Kites cut loose

Published March 30, 2014
Lots of kites, very few customers. — Photo by Dawn.
Lots of kites, very few customers. — Photo by Dawn.

KARACHI: Though kite shops at Patang Wali Gali in Empress Market wear a vacant look despite the spring season, associated with Basant or the festival of kite flying, the shopkeepers there expect business to pick up after school exams.

The kites swaying in the air outside these shops have also faded in colour giving it all a sad look. “No, they have just faded in the sunlight,” says Mohammad Usman, a kite shop owner in the area.

But the very fact that they have faded under the sun points towards the fact that they aren’t selling well. “We will get customers after school closes for the summer after the exams, you’ll see,” he says.

There are stacks of kites made out of tissue or crepe paper in many colours at the shops. “The ones made here are for Rs15 each so children come to buy many of them together because being delicate they also tear up easily. The Chinese kites that are more colourful and durable are a bit more expensive, in the vicinity of Rs500 mostly,” he explains.

In front of him are a row of strings in various colours. “Red, brown and grey are favourite colours for manjha as they go with most kites,” he says.

Coming to manjha or kite strings, one comes to the controversy being associated with them.

“Kite flying is an obsession in Lahore. Out here in Karachi we are only suffering due to the bad publicity about kites and the string used in kite flying in Punjab,” says Mohammad Arif, who has been involved in the kite-making and selling business since 1991.

“In Punjab, children are on rooftops looking upwards to the sky and their kites without realising where they themselves are going. Many have this way fallen off rooftops. Some get electrocuted.

“But the main problem as you may know already is mostly associated with the string being used in flying kites. Kids want strings coated in iron grain or glass in order to be able to cut an opponent’s string and bring his or her kite down. Sometimes, string makers also coat them with toxic chemicals for this purpose,” he discloses, while claiming that out there they have stopped selling these strings. “The concept is simple. If we don’t sell them, kids won’t be using them,” he says.

“We are selling the Chinese nylon string or the plain manjha, which is also available in many colours,” says Hifazat Yar Khan, who has been in the kites business since 1968.

“Even in India they use the plain cotton string,” he adds.

“We are aware that due to this string controversy the kite industry, which is still a cottage industry, may just close down. Therefore, we have decided to report to the district commissioners about anyone selling the banned string in our community,” he says before bringing out a membership form for the Karachi Kite Sellers/Manjha Maker Welfare Association. Members of the association have to take an oath to refrain from doing anything that might cause harm to anyone or the country.

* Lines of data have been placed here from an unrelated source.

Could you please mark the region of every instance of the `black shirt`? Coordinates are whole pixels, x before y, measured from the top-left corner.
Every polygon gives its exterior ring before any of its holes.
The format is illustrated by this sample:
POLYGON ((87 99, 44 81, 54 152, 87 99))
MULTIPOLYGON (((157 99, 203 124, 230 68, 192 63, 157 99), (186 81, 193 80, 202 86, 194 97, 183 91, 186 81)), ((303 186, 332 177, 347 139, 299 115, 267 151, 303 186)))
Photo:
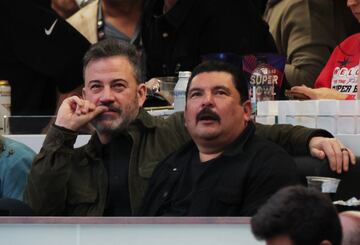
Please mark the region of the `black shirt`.
POLYGON ((132 142, 115 137, 103 147, 103 159, 108 173, 108 200, 104 216, 131 216, 128 184, 129 159, 132 142))
POLYGON ((176 187, 174 187, 174 195, 171 197, 170 202, 162 208, 162 216, 186 216, 198 180, 214 161, 201 162, 199 151, 196 148, 193 149, 191 155, 191 163, 186 166, 184 174, 176 187))

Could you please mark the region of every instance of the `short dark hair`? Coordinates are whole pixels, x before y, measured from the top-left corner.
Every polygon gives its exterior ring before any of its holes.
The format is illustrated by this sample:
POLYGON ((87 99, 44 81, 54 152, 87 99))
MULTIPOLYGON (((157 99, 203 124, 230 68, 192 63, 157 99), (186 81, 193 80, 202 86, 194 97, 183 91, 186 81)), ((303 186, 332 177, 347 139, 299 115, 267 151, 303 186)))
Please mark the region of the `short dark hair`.
POLYGON ((134 45, 116 39, 104 39, 93 45, 85 53, 83 58, 83 72, 91 61, 108 58, 112 56, 123 56, 129 60, 134 69, 137 83, 143 80, 141 69, 141 58, 134 45))
POLYGON ((303 186, 275 193, 251 219, 259 240, 288 235, 296 245, 315 245, 323 240, 340 245, 340 220, 330 198, 303 186))
POLYGON ((205 61, 194 68, 186 88, 186 97, 188 95, 191 82, 195 76, 203 72, 213 71, 226 72, 230 74, 232 76, 235 88, 240 94, 240 102, 245 102, 249 99, 247 81, 245 80, 242 70, 230 63, 219 60, 205 61))

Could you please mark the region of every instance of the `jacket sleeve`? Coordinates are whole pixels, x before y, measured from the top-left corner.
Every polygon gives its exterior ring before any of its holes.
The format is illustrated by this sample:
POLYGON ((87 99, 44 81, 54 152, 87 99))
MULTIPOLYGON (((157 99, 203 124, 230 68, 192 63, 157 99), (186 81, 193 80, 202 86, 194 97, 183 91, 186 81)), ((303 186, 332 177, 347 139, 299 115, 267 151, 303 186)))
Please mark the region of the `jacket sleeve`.
POLYGON ((166 123, 171 127, 170 130, 176 133, 180 146, 191 139, 185 127, 184 112, 173 113, 166 119, 166 123))
POLYGON ((37 215, 64 215, 77 133, 51 126, 33 161, 24 194, 37 215))
POLYGON ((256 123, 255 133, 285 149, 291 155, 308 155, 309 141, 316 136, 332 138, 333 136, 323 129, 310 129, 290 124, 264 125, 256 123))

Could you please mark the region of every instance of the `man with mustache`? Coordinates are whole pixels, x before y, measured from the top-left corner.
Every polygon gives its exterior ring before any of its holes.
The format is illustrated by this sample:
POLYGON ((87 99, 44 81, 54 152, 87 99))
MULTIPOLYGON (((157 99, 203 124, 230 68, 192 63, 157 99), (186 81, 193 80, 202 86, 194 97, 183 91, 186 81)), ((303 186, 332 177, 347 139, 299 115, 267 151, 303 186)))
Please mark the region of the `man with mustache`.
MULTIPOLYGON (((141 109, 146 90, 133 46, 103 40, 83 61, 83 98, 70 97, 59 108, 34 160, 25 200, 39 215, 131 215, 155 166, 190 137, 182 113, 165 120, 141 109), (79 129, 88 123, 95 134, 74 149, 79 129)), ((257 125, 257 132, 294 154, 332 155, 335 168, 349 163, 336 139, 316 137, 328 136, 326 131, 257 125)))
POLYGON ((255 135, 239 69, 221 61, 198 65, 186 96, 193 141, 155 169, 140 215, 252 216, 277 190, 298 182, 291 156, 255 135))

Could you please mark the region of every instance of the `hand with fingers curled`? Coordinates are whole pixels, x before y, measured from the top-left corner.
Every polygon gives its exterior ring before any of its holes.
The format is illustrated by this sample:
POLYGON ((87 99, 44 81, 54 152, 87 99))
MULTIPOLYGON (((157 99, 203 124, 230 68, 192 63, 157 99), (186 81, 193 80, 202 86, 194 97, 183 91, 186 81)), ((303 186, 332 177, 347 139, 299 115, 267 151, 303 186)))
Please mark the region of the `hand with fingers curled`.
POLYGON ((331 88, 309 88, 305 85, 294 86, 288 92, 294 99, 311 99, 311 100, 323 100, 323 99, 333 99, 333 100, 345 100, 347 95, 340 93, 339 91, 331 88))
POLYGON ((78 131, 102 112, 106 106, 96 106, 94 103, 77 96, 66 98, 57 113, 55 125, 73 131, 78 131))
POLYGON ((349 170, 356 163, 354 153, 336 138, 313 137, 309 142, 310 154, 319 159, 328 159, 330 168, 337 173, 349 170))

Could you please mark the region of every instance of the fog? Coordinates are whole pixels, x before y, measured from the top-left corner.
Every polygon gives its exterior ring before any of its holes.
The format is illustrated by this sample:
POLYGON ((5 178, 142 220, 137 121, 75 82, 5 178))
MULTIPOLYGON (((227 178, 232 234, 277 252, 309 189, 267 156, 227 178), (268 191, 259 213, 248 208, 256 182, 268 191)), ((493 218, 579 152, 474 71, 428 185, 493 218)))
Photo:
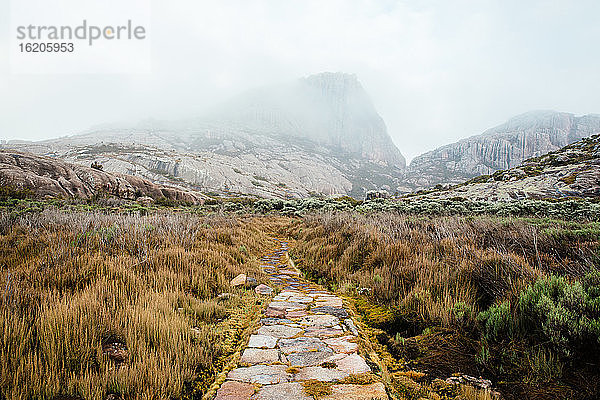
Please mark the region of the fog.
MULTIPOLYGON (((1 0, 4 54, 8 10, 1 0)), ((0 139, 190 118, 254 87, 341 71, 410 160, 533 109, 599 113, 599 15, 597 0, 157 0, 150 72, 25 75, 0 58, 0 139)))

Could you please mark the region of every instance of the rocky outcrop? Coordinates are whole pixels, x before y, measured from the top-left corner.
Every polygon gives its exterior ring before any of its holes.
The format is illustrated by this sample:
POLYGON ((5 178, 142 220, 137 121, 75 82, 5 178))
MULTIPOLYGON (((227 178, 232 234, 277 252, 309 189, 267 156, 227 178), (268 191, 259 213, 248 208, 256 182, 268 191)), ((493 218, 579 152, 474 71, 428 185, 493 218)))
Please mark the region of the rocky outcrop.
POLYGON ((257 89, 193 121, 146 121, 4 148, 188 190, 259 197, 393 193, 404 158, 355 76, 257 89))
POLYGON ((600 133, 600 115, 576 117, 534 111, 457 143, 415 158, 407 169, 407 190, 457 184, 470 178, 513 168, 530 157, 600 133))
POLYGON ((485 201, 600 197, 600 135, 424 197, 485 201))
POLYGON ((131 200, 150 197, 154 200, 202 202, 199 194, 156 185, 139 177, 16 151, 0 151, 0 185, 31 191, 41 197, 89 199, 106 194, 131 200))

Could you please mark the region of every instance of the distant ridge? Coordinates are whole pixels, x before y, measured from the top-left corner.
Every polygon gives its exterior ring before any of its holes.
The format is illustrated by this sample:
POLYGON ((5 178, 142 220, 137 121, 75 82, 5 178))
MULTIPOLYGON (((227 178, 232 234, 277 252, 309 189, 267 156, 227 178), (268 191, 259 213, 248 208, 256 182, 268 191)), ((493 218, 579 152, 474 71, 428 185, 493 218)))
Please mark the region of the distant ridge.
POLYGON ((520 165, 584 137, 600 133, 600 115, 541 110, 509 119, 482 134, 416 157, 406 171, 406 191, 457 184, 520 165))

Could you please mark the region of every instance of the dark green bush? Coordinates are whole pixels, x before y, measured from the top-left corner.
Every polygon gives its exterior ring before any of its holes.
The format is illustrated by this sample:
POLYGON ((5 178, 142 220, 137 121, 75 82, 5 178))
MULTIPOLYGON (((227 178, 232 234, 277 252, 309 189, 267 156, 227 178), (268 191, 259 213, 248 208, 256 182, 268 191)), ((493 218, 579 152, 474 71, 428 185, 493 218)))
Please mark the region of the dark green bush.
POLYGON ((600 351, 600 272, 580 281, 562 276, 538 279, 510 302, 493 305, 477 317, 489 342, 523 339, 547 343, 558 354, 590 357, 600 351))
POLYGON ((508 301, 480 312, 477 321, 482 325, 482 336, 487 341, 496 342, 513 336, 515 324, 508 301))
POLYGON ((539 279, 519 296, 519 320, 523 333, 541 336, 554 350, 570 356, 598 352, 600 345, 600 272, 582 281, 562 276, 539 279))

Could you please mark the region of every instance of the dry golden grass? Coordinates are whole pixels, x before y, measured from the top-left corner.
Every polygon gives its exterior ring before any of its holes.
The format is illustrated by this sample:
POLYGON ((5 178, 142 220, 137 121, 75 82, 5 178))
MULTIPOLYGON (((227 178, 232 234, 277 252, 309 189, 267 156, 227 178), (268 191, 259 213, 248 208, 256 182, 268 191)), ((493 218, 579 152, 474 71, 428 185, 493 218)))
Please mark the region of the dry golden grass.
POLYGON ((217 295, 238 273, 263 277, 258 257, 280 224, 0 213, 0 397, 163 399, 204 390, 258 301, 242 290, 217 295))
MULTIPOLYGON (((313 279, 404 313, 411 323, 450 327, 550 272, 579 276, 597 243, 545 235, 560 226, 519 219, 320 213, 290 229, 294 256, 313 279)), ((373 318, 389 322, 377 310, 373 318), (379 314, 377 314, 379 313, 379 314)), ((415 326, 419 328, 419 326, 415 326)), ((421 326, 422 328, 422 326, 421 326)), ((414 332, 413 332, 414 333, 414 332)))
MULTIPOLYGON (((493 304, 517 304, 523 289, 538 278, 577 279, 598 268, 597 223, 323 212, 293 223, 289 235, 296 239, 293 257, 299 268, 352 299, 361 321, 394 356, 386 365, 401 397, 439 398, 444 388, 438 391, 427 382, 455 372, 492 379, 512 399, 573 392, 588 398, 586 385, 597 387, 594 366, 576 365, 569 377, 561 377, 567 373, 550 356, 530 361, 540 366, 528 373, 525 342, 488 349, 495 358, 493 365, 486 364, 476 321, 493 304), (424 381, 403 373, 411 368, 427 372, 424 381), (550 382, 548 388, 536 383, 540 378, 550 382)), ((454 396, 459 394, 491 396, 469 389, 454 396)))

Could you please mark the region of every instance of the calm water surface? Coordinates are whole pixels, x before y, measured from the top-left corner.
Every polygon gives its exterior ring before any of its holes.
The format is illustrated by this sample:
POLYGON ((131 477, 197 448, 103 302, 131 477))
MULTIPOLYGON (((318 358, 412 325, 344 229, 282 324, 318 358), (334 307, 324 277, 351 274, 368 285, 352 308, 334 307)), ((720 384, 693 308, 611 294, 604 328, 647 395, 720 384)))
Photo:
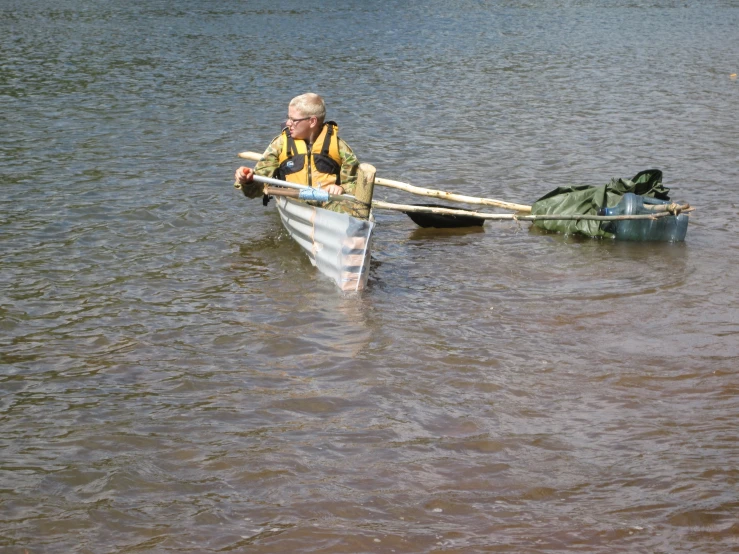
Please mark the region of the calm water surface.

Meanwhile, in Bizerta Lines — a small low-income area behind the Christian Cemetery and the Army Graveyard — there are several households busy making kites the whole day long. A container full of lai or glue prepared from white flour and copper sulphate lies next to bundles of wood and splinters and paper cut into kite shapes in fan-less but airy rooms where kids are busy gluing the flexible splinters to the paper. Haris Khan says he makes some 1,500 kites this way from 11am to 5pm. “I have been doing this work since the age of 14 and make Rs400 a day this way,” he adds.

“I am also a master of kite flying — a fun sport that I indulge with friends on Sundays,” he says with a twinkle in his eye.

In another corner, Mohammad Kashif is shaving and smoothening the splinters in order to balance them after chopping and cutting a piece of wood into thin splinters.

“We get the wood for splinters from Myanmar. One stack of wood has 100 pieces and costs around three dollars,” says Mohammad Arif.

In another home, there are young and old women busy threading the string through the narrow kite holes. Arif says women have thin nimble fingers so they are perfect for this job. “Keeping aside their daily earnings from this work, girls have prepared entire dowries for their weddings while housewives help supplement the family income,” he adds.